Iran says a U.S.-Iranian journalist who has been held at Tehran's Evin prison since January, has been put on trial on charges of spying for the United States. The charges carry a possible death penalty.

A spokesman for Iran's judiciary says American journalist Roxana Saberi, went on trial Monday and a verdict is expected "within the next two or three weeks."

Saberi, who holds dual U.S. and Iranian citizenship, was first accused by Iranian officials of working in the country without press credentials when she was arrested in January. An Iranian judge added the more serious charge of "spying for the United States," last week.

The State Department has called the allegations, "baseless," and U.S. Secretary of State Hillary Clinton has urged Tehran to release Saberi.

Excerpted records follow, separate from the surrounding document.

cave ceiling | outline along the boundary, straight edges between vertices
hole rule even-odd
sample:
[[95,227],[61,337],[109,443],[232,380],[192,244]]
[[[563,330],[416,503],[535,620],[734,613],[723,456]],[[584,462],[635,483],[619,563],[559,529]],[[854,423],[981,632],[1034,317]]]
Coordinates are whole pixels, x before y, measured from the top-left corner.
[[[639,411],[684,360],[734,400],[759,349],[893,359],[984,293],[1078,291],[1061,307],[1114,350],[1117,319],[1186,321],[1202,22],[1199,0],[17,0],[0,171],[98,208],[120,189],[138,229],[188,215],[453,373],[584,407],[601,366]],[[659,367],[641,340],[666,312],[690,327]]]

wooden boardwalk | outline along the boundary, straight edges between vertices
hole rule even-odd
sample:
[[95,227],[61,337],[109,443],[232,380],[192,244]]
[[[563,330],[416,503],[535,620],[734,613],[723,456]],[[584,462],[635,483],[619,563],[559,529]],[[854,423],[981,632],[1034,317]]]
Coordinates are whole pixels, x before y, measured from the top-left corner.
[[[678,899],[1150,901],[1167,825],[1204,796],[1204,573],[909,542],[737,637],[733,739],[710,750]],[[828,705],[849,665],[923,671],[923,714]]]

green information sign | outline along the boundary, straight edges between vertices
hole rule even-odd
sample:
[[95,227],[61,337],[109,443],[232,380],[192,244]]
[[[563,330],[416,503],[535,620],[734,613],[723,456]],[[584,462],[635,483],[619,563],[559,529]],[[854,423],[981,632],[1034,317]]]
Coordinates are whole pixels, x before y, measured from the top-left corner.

Iranian judiciary spokesman Ali Reza Jamshidi criticized the United States for rushing to judgment to defend Saberi. "Expressing an opinion without seeing the indictment", he said, "is laughable."

Former U.S. National Security Council official Gary Sick says the most important question, in his mind, is whether Iran has allowed Saberi's lawyer to see the charges against her.

"The one thing I would really want to know, which undoubtedly will be reported in the course of the day from various human rights organizations, is whether her lawyer had an opportunity to even see the charges, or be present," he said. "If that is not the case, because he had not been consulted in the past, and the charges were unavailable to him, then it's a travesty. If they are going to try somebody, the charges should at least be made available to the person's lawyer, the lawyer should be present at the trial and there should be an opportunity for people to review the charges."

Soazig Dollet of Paris-based Reporters Without Borders says that her organization has been told that Saberi was finally allowed to consult her attorney, and that he was present at the hearing, Monday. "This is an unusual case," she added, "and we are worried."

Iran expert Ali Nourizadeh who runs the Center for Arab and Iranian Studies in London says he believes the case is political.

"As far as I know she did not commit any crime. What she did according to what the judiciary said that her license was not renewed and she continued to work for the media she was working for," said Nourizadeh. "She was doing her work and she was using legitimate ways of transmitting, so the whole thing is a political one."

Nourizadeh added that a "positive mood" over possible negotiations between Iran and the group of five permanent U.N. Security Council members, plus Germany, will probably push Iran to "show good will," and release Saberi.